# Mulberry Tree



## Bigdog (Sep 20, 2003)

I have 2 mulberry trees One produces fruit the other has never had any. Would one be a male and one a female? or why would one not produce?

Thanks Bigdog


----------



## Paquebot (May 10, 2002)

Yes, mulberry trees may be either male or female. Always wondered about that myself years ago when there was a cluster of 3 but only 2 produced berries. Cut 2 down and left one of those which had berries. Ever since, perhaps a third of the former production off that tree.

Martin


----------



## mammabooh (Sep 1, 2004)

There are also fruitless mulberry trees.


----------



## SDjulieinSC (Aug 8, 2005)

We had a GIANT non fruit bearing one in our yard in San Diego. Loved that tree. Wish I could plant one at my home in South Carolina but was told it would not do well here. Dang.


----------



## volleypc (Jul 25, 2010)

My dad has one in his yard and it has never produced until this year (this is a mature tree). This was the first time I even remember it blooming. Most of the blooms were knocked off during a hailstorm, but we did have a small amount of fruit on it this year.


----------



## mom in oklahoma (Nov 25, 2003)

We have 6 mulberry trees on our property, all of them bear. 2 bear white mulberries, those are as sweet as honey. I have yet to get enough berries for a pie( my daughter picks and wants me to bake a pie), but with my 6 and 12 yr old helping and her eating them too, I don't think I'll be making a pie lol
There must be a male somewhere around lol


----------



## mammabooh (Sep 1, 2004)

mom in oklahoma said:


> We have 6 mulberry trees on our property, all of them bear. 2 bear white mulberries, those are as sweet as honey. I have yet to get enough berries for a pie( my daughter picks and wants me to bake a pie), but with my 6 and 12 yr old helping and her eating them too, I don't think I'll be making a pie lol
> There must be a male somewhere around lol


Hmmm...how odd. Our white berries taste bland and the purple ones are very sweet!


----------



## pancho (Oct 23, 2006)

I have a young tree in my yard. Last year was the first time it had any berries and it was loaded. This year it has even more. The cedar waxwings are just about the only thing that eats them.
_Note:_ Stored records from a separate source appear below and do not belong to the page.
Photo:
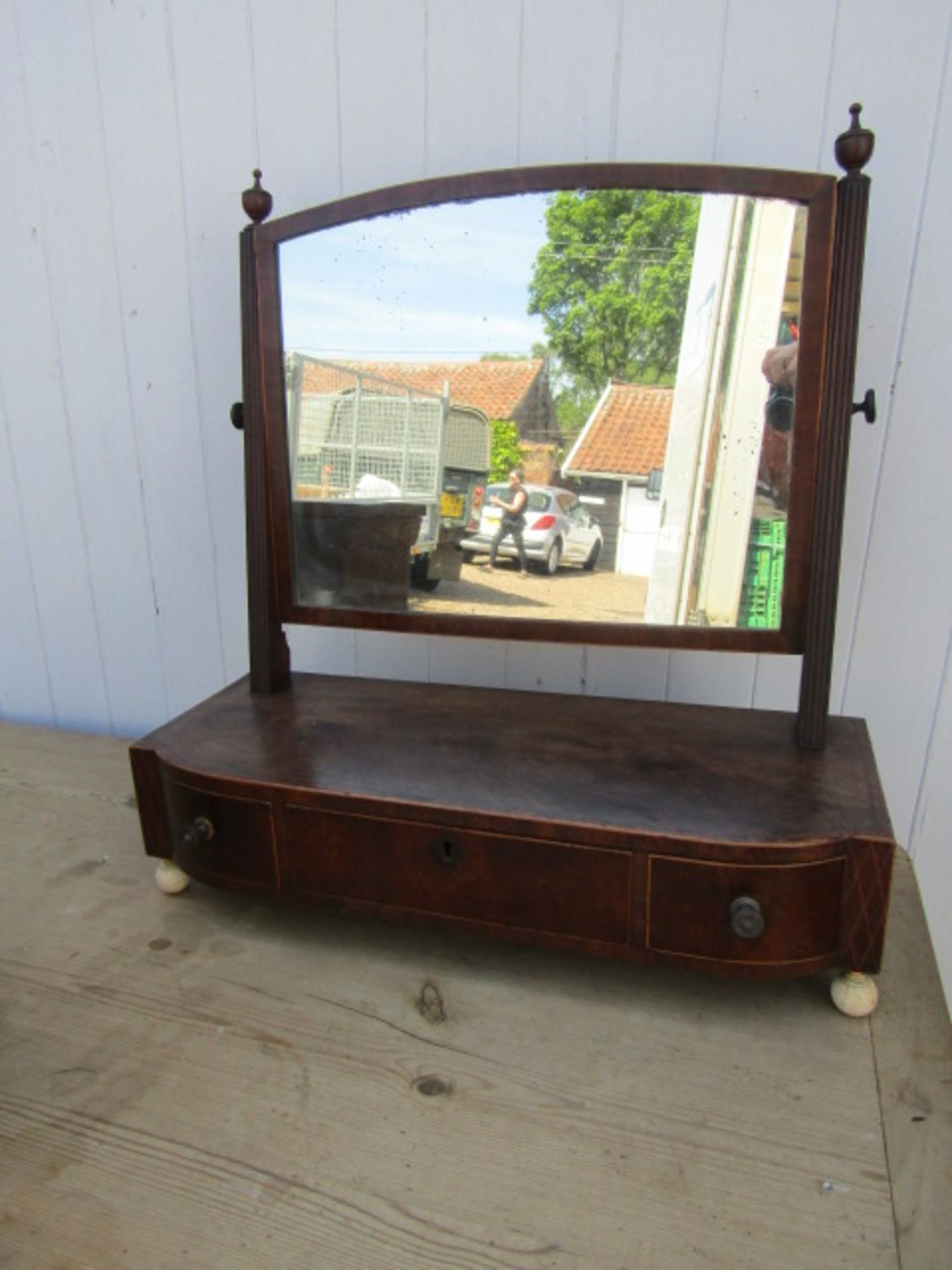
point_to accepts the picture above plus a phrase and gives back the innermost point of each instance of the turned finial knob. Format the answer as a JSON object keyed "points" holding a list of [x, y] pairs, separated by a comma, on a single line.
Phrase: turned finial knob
{"points": [[855, 146], [255, 201]]}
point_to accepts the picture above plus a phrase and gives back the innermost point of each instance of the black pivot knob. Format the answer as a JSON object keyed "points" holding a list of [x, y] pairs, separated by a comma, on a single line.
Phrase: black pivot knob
{"points": [[746, 919], [867, 407]]}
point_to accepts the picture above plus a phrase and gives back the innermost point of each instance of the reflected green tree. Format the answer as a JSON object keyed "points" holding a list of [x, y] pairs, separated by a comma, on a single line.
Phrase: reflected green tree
{"points": [[611, 284]]}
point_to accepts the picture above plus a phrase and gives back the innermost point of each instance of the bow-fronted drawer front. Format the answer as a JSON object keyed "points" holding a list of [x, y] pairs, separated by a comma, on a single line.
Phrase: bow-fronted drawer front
{"points": [[758, 913], [520, 883]]}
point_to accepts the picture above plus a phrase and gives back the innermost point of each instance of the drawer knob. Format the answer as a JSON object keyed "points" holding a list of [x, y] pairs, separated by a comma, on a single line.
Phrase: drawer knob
{"points": [[746, 919], [197, 832]]}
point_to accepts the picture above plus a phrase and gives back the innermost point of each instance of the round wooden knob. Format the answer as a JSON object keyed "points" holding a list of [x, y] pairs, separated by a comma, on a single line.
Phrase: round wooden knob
{"points": [[746, 919], [197, 832]]}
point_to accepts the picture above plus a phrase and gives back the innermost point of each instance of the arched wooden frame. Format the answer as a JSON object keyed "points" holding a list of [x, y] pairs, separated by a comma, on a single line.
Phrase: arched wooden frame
{"points": [[824, 384]]}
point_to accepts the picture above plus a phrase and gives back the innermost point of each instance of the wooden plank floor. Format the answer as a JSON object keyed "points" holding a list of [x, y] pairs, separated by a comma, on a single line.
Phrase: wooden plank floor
{"points": [[214, 1081]]}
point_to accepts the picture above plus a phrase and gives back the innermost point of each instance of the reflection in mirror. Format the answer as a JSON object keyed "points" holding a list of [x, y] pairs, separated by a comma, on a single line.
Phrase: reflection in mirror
{"points": [[598, 385]]}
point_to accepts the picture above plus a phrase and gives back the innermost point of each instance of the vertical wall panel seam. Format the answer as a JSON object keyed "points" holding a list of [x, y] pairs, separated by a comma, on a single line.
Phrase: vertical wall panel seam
{"points": [[719, 103], [60, 375], [426, 88], [34, 599], [520, 80], [822, 157], [896, 368], [337, 98], [920, 806], [130, 393], [193, 342], [253, 77], [616, 80]]}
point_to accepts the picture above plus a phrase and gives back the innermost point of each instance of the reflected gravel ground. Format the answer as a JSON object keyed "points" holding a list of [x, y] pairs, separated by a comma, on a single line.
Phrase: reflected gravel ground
{"points": [[571, 595]]}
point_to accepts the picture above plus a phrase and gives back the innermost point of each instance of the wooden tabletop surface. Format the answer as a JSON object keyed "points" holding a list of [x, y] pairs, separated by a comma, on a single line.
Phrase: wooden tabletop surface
{"points": [[677, 770], [219, 1081]]}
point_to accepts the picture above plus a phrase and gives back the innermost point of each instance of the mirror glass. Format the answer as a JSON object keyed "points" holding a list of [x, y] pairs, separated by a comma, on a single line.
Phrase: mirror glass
{"points": [[594, 385]]}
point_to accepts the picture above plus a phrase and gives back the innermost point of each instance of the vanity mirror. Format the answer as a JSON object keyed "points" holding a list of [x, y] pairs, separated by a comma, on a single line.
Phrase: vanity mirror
{"points": [[649, 342], [669, 351]]}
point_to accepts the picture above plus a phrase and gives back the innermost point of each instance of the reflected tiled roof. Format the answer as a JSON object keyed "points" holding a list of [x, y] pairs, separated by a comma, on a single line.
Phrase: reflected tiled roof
{"points": [[494, 388], [627, 433]]}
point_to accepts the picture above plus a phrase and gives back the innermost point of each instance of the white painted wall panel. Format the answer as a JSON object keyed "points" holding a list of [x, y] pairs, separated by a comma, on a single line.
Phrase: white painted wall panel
{"points": [[473, 85], [568, 80], [34, 389], [295, 60], [905, 605], [24, 689], [382, 51], [894, 66], [161, 462], [930, 842], [218, 142], [130, 132], [669, 80]]}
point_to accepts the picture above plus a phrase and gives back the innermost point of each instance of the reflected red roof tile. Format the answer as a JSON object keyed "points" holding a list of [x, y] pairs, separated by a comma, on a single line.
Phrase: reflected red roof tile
{"points": [[494, 388], [627, 433]]}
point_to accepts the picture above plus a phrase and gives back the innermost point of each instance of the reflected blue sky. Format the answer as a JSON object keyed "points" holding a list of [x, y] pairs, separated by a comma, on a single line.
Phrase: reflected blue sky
{"points": [[436, 284]]}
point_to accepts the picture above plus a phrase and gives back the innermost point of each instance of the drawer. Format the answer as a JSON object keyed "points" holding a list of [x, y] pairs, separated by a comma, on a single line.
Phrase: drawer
{"points": [[757, 913], [517, 883], [221, 837]]}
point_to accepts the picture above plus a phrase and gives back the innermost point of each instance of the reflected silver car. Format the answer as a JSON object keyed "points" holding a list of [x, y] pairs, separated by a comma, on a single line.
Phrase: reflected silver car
{"points": [[559, 529]]}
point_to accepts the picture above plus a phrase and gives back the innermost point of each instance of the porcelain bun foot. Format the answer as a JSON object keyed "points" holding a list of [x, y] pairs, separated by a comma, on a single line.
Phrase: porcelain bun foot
{"points": [[169, 878], [855, 994]]}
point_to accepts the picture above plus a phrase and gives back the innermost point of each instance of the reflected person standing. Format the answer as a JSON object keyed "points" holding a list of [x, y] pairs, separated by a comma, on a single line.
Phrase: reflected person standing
{"points": [[513, 520]]}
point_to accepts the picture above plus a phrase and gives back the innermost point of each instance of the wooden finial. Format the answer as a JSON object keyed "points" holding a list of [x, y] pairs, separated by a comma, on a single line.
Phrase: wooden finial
{"points": [[855, 146], [255, 201]]}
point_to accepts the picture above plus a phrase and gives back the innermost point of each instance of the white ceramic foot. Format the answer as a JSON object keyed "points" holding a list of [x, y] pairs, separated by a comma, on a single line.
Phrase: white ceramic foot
{"points": [[855, 994], [169, 878]]}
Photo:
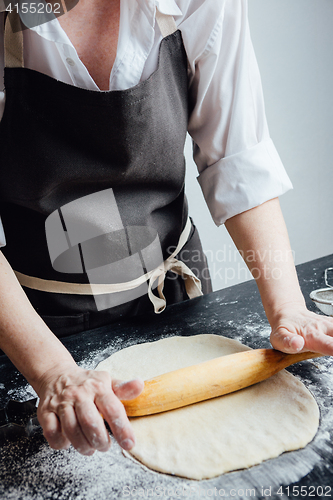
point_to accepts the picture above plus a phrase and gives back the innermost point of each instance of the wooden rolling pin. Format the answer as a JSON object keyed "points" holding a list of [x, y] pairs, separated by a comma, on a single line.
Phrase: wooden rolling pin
{"points": [[210, 379]]}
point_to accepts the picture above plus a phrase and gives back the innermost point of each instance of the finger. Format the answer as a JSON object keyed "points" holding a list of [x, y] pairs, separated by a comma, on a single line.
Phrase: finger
{"points": [[72, 430], [52, 431], [127, 390], [115, 415], [286, 341], [92, 425]]}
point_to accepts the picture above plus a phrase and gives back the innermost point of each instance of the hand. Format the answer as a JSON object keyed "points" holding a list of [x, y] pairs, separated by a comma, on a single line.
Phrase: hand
{"points": [[72, 407], [297, 329]]}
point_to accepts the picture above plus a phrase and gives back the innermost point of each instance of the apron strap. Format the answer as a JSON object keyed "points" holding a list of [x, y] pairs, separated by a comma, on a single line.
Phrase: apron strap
{"points": [[13, 41], [192, 283], [166, 23]]}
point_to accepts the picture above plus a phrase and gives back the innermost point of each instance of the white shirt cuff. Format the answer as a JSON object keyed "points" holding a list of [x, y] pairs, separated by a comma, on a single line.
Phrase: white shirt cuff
{"points": [[243, 181]]}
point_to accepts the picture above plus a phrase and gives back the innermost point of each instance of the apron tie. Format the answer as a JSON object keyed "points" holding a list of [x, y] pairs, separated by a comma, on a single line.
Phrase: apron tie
{"points": [[192, 283]]}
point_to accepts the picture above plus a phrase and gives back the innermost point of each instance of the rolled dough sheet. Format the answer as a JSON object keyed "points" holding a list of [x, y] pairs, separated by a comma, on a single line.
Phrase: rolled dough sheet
{"points": [[231, 432]]}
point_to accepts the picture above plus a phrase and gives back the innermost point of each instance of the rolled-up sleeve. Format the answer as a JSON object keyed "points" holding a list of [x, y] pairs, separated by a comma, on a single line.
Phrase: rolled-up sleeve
{"points": [[239, 167]]}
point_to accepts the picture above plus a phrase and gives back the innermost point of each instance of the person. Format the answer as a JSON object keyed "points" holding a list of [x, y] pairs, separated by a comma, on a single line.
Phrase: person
{"points": [[98, 101]]}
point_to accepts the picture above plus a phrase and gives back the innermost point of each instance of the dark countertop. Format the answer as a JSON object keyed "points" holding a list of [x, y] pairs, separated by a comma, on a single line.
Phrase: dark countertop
{"points": [[31, 470]]}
The bluebirds will get one every once in a while for their babies.
The rest just fall on the ground and rot.
This year I had a lot of red ones fall off the tree.


----------



## rockhound (Sep 25, 2009)

In some places people plant a mulberry tree or two on purpose where it will offer shade and also drop the fruit in the chicken yard. Chickens get the berries and a load of insects that are attracted to them too.


----------



## mommathea (May 27, 2009)

We have 5-6 on the property that I've seen. 4 have fruit. I noticed one of the trees had ripe berries on them yesterday so the kids and I pigged out on the low branches we could reach. Hubby needs to go and weed whack around the bottom and cut out the junk shrubs we we can get to the rest of the tree


----------



## Vickie44 (Jul 27, 2010)

Mulberries make a nice syrup , tastes almost grapey, people love it on pancakes and on ice cream.


----------



## sisterpine (May 9, 2004)

I love mulberries! Unfortunately they are not legal ? in Tucson. Apparently some are allergic to them. Fortunately I found some seed and am planting them anyway!


----------